Artikel: Sonja Buske
„Unter Medizinern gibt es schon seit längerem den Trend, die Festanstellung zu verlassen und Honorararzt zu werden“, sagt Bachmann. „Der Grund dafür ist in erster Linie die Bezahlung, denn im vertretungsärztlichen Dienst verdient man zum Teil doppelt so viel wie als angestellter Arzt.
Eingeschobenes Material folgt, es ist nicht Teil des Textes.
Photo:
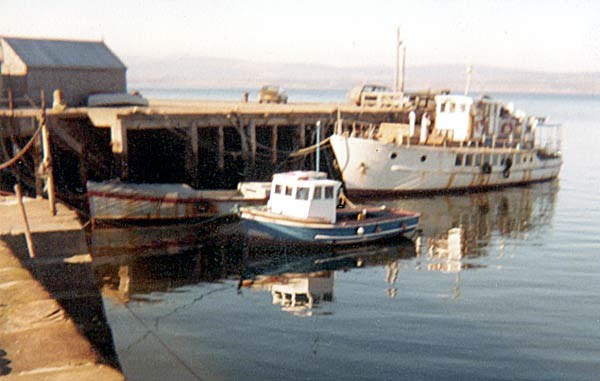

Dafür nehmen viele dann auch in Kauf, dass sie regelmäßig pendeln müssen und immer wieder neue Einsatzorte haben, zum Teil für nur wenige Wochen.“
Es gibt aber noch einen weiteren Grund, warum sich immer mehr Ärzte für dieses Modell entscheiden, weiß der Personalberater: „Als Honorararzt können sich die Mediziner auf ihre eigentliche Arbeit konzentrieren und ausschließlich Menschen helfen, statt unter einem enormen wirtschaftlichen Druck bürokratische Tätigkeiten im Krankenhausalltag übernehmen zu müssen.“ Arbeiten sowohl fest angestellte Ärzte als auch Honorarkräfte gemeinsam in einer Klinik, führe das aufgrund der ungleichen Bezahlung bei gleicher Leistung oft zu Neid und Unzufriedenheit. Die Bezahlung anzupassen sei für die meisten Kliniken finanziell nicht möglich. Deshalb müssten die Häuser andere Wege gehen, um ihre Mitarbeiter zufrieden zu stellen.
Work-Life-Balance im Fokus
„Wir hören immer wieder, dass Ärzte heutzutage kaum noch Interesse an Rufbereitschaft und Nachtdiensten haben. Die Work-Life-Balance spielt auch oder gerade im Gesundheitswesen eine große Rolle“, erklärt Bachmann. „Ohne genügend Personal ist dieser Wunsch aber natürlich nicht realisierbar. Die Reduktion der Verweildauer der Patienten wäre hingegen eine Lösung, um Kapazitäten frei werden zu lassen“, zeigt er sich zuversichtlich. Ebenso sieht er in der Digitalisierung viel Potenzial für echte Arbeitsentlastung. Bachmann: „Mit den richtigen Strukturen kann der Tagesablauf in einer Klinik deutlich besser organisiert und somit Arbeit reduziert werden. Terminbuchungen können über ein Online-System erfolgen, bestimmte Untersuchungen über eine Telemedizin-Sprechstunde durchgeführt werden, und mit Hilfe von künstlicher Intelligenz kann die Schreibarbeit enorm vereinfacht werden.“ Bachmann moniert auch, dass immer noch viel zu viel Papier in den Krankenhäusern im Umlauf ist. Die Suche nach der richtigen und vor allem vollständigen Krankenakte sollte eigentlich im Zeitalter moderner Krankenhausinformationssysteme keine Zeit mehr binden, so der Experte.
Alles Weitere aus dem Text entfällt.